Dear @Haroon_954
Complementary to the information provided by @Iris and @mlauber71, I have added to your workflow a simple way of doing variable selection based on a Decision Tree. I guess what you need too is to understand how a DT in particular and a RF in general do variable selection but for this, I believe it is good to start with a Decision Tree since RF are made of Decision Trees.
In the workflow I have:
- Taken your data and trained a DT using your data splitting (70% / 30%)
- Extracted Variables from the DT rules using the -Decision to Tree Ruleset- node
- Counted how many times every variable was employed by the DT. Usually people determine DT variable importance based on at which DT branch level it was used, the highest the most important. It turns out that there is a strong correlation between variable branch level and eventually # of variable occurrences in the DT rule set. Thus you can determine variable importance based on variable occurrence in DT rule set too
- Filtered out variables with occurrence less than 15. This threshold here is set arbitrary but could be estimated too. I’m not adding threshold estimation here to provide you with a first simple solution that you could easily understand to begin with.

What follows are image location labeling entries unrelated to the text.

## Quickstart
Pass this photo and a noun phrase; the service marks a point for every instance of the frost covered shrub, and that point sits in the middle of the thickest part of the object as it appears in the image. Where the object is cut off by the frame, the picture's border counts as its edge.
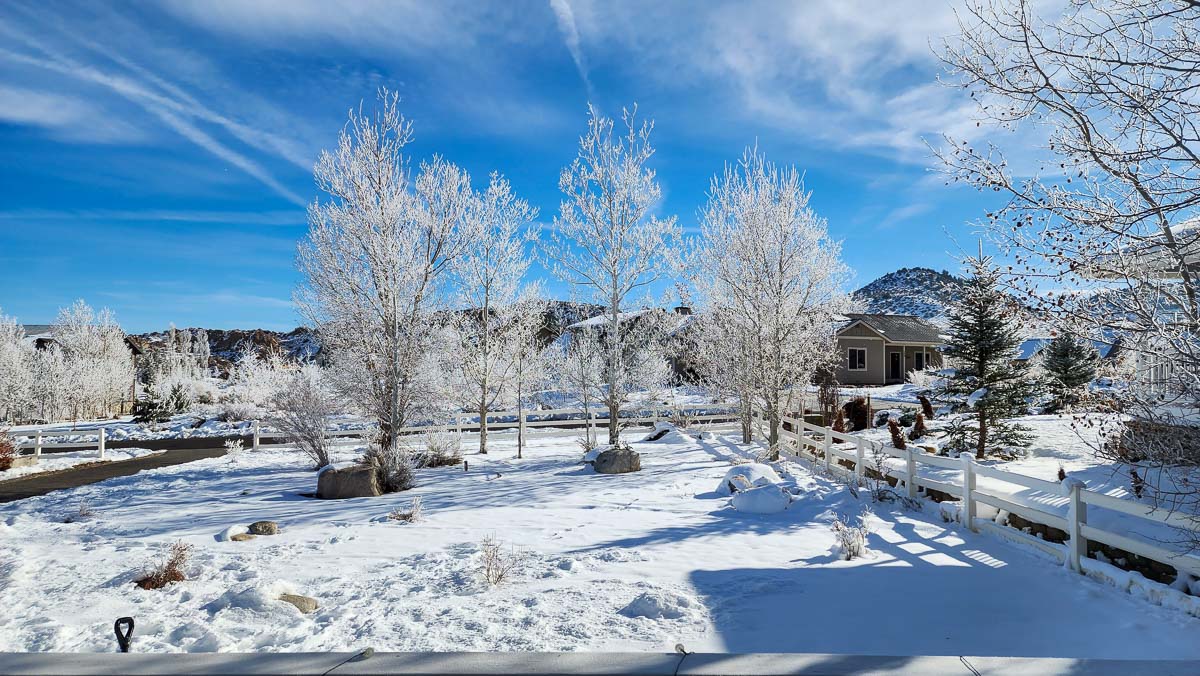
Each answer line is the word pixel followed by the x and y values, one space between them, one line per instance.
pixel 303 407
pixel 496 564
pixel 927 407
pixel 395 467
pixel 441 450
pixel 859 413
pixel 7 452
pixel 851 536
pixel 237 411
pixel 897 435
pixel 169 569
pixel 409 514
pixel 839 422
pixel 918 428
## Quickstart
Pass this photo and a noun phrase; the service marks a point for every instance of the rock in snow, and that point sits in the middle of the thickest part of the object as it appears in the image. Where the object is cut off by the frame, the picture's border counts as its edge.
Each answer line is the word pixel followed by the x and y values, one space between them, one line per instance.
pixel 744 477
pixel 658 605
pixel 617 461
pixel 358 480
pixel 264 527
pixel 762 500
pixel 228 533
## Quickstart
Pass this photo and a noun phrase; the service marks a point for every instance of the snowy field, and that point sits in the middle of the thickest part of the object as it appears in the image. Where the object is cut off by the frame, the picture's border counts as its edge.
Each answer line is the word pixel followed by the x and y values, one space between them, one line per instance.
pixel 54 462
pixel 627 562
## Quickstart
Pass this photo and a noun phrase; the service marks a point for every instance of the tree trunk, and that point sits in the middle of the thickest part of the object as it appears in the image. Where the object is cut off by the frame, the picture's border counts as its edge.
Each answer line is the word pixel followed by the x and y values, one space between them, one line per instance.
pixel 483 429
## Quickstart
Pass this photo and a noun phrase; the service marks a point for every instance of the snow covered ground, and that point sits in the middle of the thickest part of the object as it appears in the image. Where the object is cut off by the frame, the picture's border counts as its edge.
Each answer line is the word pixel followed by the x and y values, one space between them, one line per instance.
pixel 625 562
pixel 58 461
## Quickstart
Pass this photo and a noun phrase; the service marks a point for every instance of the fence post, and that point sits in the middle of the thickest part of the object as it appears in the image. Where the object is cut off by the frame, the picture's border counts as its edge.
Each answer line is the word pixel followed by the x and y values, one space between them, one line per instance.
pixel 859 458
pixel 1077 518
pixel 911 468
pixel 827 449
pixel 967 489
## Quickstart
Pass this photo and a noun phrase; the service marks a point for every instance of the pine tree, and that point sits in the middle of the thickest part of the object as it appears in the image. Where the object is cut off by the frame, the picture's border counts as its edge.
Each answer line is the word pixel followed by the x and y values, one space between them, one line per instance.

Using this variable selection, you end up with 11 most important variables in terms of rule set occurrence:

In a second workflow, I filter IN only selected variables to be used to train your RF classifier.
From Scorer results, you can see that using only these 11 variables, you get same statistics performance as when you use the whole 20.
The statistics obtained by the RF remain similar before:
and after variable selection:
This approach can be extended to do Variable Selection using Random Forest instead of a DT but my aim here is to provide you with an example on how to easily achieve variable selection based on a DT, how to extract this information from the DT tree and how to reuse it in a RF.
The whole workflow is here below:
20211229 Pikairos Feature Selection for Random Forest Classification.knwf (877.1 KB)
Hope this minimalist example helps you to understand Variable Selection by DT.
Best
Ael